Sales growth is calculated by selecting two equivalent periods, determining how many sales have increased between periods and then dividing the amount of the increase by the sales value at the starting point of the comparison. For example, if a company had $ 1 billion in revenue in 2018 and $ 1.5 billion in 2019, you would subtract $ 1 billion from $ 1.5 billion to get an increase of $ 500 million. You would then divide the figure of $ 500 million by $ 1 billion to get 0.5 – or a growth rate of 50%.

Companies won’t always disclose specific sales figures for their AI projects. In many cases, the fruits of AI initiatives will be incorporated into multiple business segments of the company. However, it’s a good idea to keep track of sales momentum when investing in the AI ​​space.

If a company presents specific figures for a business segment focused on artificial intelligence, it is something worth paying attention to as it also evaluates the company’s overall sales trends. If the specific sales data of the AI ​​are not disclosed, the evaluation of the general dynamics of revenues should still provide a valid indicator of the demand for the company’s products.


The P / E ratio is one of the most useful and widely used tools for analyzing stock valuations. It is calculated by taking a company’s stock price and dividing it by its earnings over twelve months. The P / E value can be considered as a representation of how many years of profits at that level would be required to generate profits that were added to the share price at the time of purchasing the stock.

Investors can compare the P / E ratio of stock to other companies in the same sector, the average P / E value of that sector or the broader market. A lower P / E value may indicate that a stock is undervalued, but you should also evaluate how quickly a stock’s earnings are increasing because this also determines how quickly the stock will match and exceed the price at which you bought the stock.

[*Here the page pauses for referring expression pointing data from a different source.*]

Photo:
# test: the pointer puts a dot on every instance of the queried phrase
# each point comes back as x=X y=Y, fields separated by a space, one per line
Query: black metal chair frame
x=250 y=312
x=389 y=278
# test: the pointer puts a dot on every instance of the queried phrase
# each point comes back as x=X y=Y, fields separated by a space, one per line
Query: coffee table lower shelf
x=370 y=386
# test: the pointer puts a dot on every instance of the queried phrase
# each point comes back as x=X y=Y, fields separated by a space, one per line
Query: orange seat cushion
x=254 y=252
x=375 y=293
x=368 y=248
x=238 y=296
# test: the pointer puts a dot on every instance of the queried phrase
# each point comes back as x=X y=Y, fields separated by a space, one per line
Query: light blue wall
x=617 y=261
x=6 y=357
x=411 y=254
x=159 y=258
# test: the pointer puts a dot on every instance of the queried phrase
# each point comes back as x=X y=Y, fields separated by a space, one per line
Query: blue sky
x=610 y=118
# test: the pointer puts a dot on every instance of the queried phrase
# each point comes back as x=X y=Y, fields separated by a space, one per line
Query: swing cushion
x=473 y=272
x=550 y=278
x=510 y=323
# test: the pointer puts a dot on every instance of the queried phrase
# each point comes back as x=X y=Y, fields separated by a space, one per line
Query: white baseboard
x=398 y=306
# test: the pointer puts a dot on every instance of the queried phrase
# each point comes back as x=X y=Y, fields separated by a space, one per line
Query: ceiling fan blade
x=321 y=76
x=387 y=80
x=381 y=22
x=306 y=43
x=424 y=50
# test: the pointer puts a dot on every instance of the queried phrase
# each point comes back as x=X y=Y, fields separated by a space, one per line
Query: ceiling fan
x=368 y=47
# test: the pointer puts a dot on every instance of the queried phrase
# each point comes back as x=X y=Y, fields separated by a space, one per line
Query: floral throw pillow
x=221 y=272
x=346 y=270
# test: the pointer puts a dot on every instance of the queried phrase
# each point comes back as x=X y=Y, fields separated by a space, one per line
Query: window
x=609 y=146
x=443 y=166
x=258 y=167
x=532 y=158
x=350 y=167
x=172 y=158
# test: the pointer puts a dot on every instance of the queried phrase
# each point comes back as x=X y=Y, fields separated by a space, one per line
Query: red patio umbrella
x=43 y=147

Companies that are growing faster will tend to have higher P / E ratios because investors are willing to pay more for a stock if they expect that the profits it is generating will continue to increase at a rapid pace. The PEG ratio measures the relationship between a company’s price-to-earnings multiple and its earnings growth rate and is calculated by dividing the P / E ratio by the percentage rate at which earnings have increased (or is expected that increase) over twelve months.

A PEG ratio of less than one can indicate that a stock is undervalued by the market because it suggests that the rate of earnings growth is not fully reflected in the company’s share price. However, investors also need to keep in mind that earnings can be erratic and that investments in initiatives such as AI can mean that companies see a reduction in profits in the short term to create the potential for greater long-term profits.


Some AI stocks will not be consistently profitable or may have such small profits that the P / E ratio is relatively unreliable as a valuation tool. In these cases, it may be useful to measure the valuation of a company with the amount of revenue it is generating.

The P / S ratio is calculated by dividing a company’s stock price by its sales per share over an annual period. The P / S ratio can also be calculated by dividing the company’s market capitalization by its total sales over an annual period.

The companies that lead the charge to AI

As PricewaterhouseCoopers suggests for $ 15.7 trillion in global economic value generated by the effects of artificial intelligence in 2030, no shortage of companies will benefit from advances in AI technology. As with the Internet, the far-reaching effects of artificial intelligence mean that nearly every industry under the sun will be affected in some way. However, the big winners could be a fairly concentrated group.

The development of AI technology requires capital and resources, and the evolution of the advanced deep learning system depends on access to huge amounts of new data. As a result, the companies at the forefront of this revolutionary technology push tend to be tech giants with large capital and pre-existing business positions that have helped launch their AI initiatives.